Cape Town - Ashwin Willemse’s stance in walking out of the SuperSport rugby studio needs to be respected unreservedly … but the event will simultaneously have hit Nick Mallett and Naas Botha “like a bolt from the blue”.
SuperSport management also appear to be handling the aftermath of the flashpoint well.
Those are the views of Dr Fanie du Toit, one of South Africa’s most eminent specialists in post-conflict reconciliation as well as a former Maties and Oxford University scrumhalf who once scored the winning try for the latter in the annual Varsity Match against Cambridge at Twickenham – he also had a brief period playing under Mallett’s coaching tutelage at Boland.
Speaking from London, Du Toit, former executive director of the Institute for Justice and Reconciliation in Cape Town, and currently United Nations advisor in Iraq, told Sport24: “We cannot doubt Ashwin’s integrity on this … he clearly felt something (through his actions on live television on Saturday) very profoundly.
“He risked everything he has and is - and did so quite calmly and measuredly. So whatever the merit eventually of the point he is making, we should respect his stance unreservedly: it was brave, courageous and sincere.
“More than that, given what went down on social media, he struck a deep chord with experiences of many, many South Africans.”
At the same time, says Du Toit, the circumstances of Mallett and Botha - Willemse had accused them of “patronising” him - have to be considered.
“This hit Naas and Nick like a bolt from the blue. They, too, will have feelings that need to be respected, given the public nature of the event … they may have played their rugby under apartheid, but they are giants of the game who deserve respect.
“Perceptions and feelings are important here. It is important not only that Ashwin speak candidly, but that Nick and Naas make themselves vulnerable by speaking candidly too. And this has nothing to do with anyone else but them.
“If they can find one another, they can make an agreement on how to address the issue of the public dimension together, for the benefit of us all.
“I believe we need to have a serious conversation - not a debate between competing views, but an effort to listen and understand each other - between these guys on television.

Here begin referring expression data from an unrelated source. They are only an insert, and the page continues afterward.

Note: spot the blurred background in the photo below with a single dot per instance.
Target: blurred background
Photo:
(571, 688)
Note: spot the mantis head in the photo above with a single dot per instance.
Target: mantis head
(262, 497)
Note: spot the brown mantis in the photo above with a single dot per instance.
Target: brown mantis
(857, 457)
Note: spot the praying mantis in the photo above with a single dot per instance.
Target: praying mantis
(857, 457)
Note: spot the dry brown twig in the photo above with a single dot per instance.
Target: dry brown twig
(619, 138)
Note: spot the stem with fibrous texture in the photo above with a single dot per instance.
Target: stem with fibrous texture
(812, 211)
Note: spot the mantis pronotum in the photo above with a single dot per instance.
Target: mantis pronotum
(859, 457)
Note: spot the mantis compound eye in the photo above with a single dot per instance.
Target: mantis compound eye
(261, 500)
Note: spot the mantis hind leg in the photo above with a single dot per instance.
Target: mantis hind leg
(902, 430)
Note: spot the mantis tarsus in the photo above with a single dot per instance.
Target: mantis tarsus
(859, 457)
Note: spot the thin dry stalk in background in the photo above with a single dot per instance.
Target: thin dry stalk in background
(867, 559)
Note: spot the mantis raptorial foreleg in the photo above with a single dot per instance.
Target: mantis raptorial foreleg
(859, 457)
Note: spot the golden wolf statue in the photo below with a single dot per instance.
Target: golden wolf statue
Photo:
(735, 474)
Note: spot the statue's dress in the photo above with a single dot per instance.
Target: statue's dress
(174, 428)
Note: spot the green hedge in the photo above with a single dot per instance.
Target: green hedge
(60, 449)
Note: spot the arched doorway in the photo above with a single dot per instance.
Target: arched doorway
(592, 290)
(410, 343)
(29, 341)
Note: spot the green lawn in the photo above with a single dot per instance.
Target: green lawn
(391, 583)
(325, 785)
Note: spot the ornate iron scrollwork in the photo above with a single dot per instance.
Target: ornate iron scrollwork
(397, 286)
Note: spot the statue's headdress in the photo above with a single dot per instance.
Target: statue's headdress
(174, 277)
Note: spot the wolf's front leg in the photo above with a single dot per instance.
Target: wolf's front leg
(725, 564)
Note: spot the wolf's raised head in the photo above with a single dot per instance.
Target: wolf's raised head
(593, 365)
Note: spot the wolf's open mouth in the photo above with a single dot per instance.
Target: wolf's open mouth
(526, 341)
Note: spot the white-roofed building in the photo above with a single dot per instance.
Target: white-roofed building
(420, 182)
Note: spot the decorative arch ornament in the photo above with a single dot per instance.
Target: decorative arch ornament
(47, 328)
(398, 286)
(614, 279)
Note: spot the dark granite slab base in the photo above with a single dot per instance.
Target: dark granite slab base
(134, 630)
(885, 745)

“It will be a safe conversation, in that they will plan it, as it is too risky otherwise. In this they need to help the public to understand race relations better.
“If racism is a cancer, then we need to become much, much better oncologists and surgeons; we still don’t understand the illness or how to fight it - some ignore it, others want to kill the entire patient.”
In that respect, Du Toit said, comments by the Minister of Sport and Recreation, Tokozile Xasa - who had quickly called for Mallett and Botha to be suspended - were not helpful or responsible.
“The aim is to heal society, not destroy it.”
Du Toit had a message for white rugby fans: “We need to understand that rugby in South Africa does not belong to us, but to everyone.
“We also need to stop complaining about transformation and put ourselves in the others’ shoes.
“We will only get Springbok rugby back as a world dominating force, and restore its wounded pride, if we do so collectively, with the support of all South Africans.
“From what I have seen and read about the SuperSport management, they seem to be handling (the controversy) well.”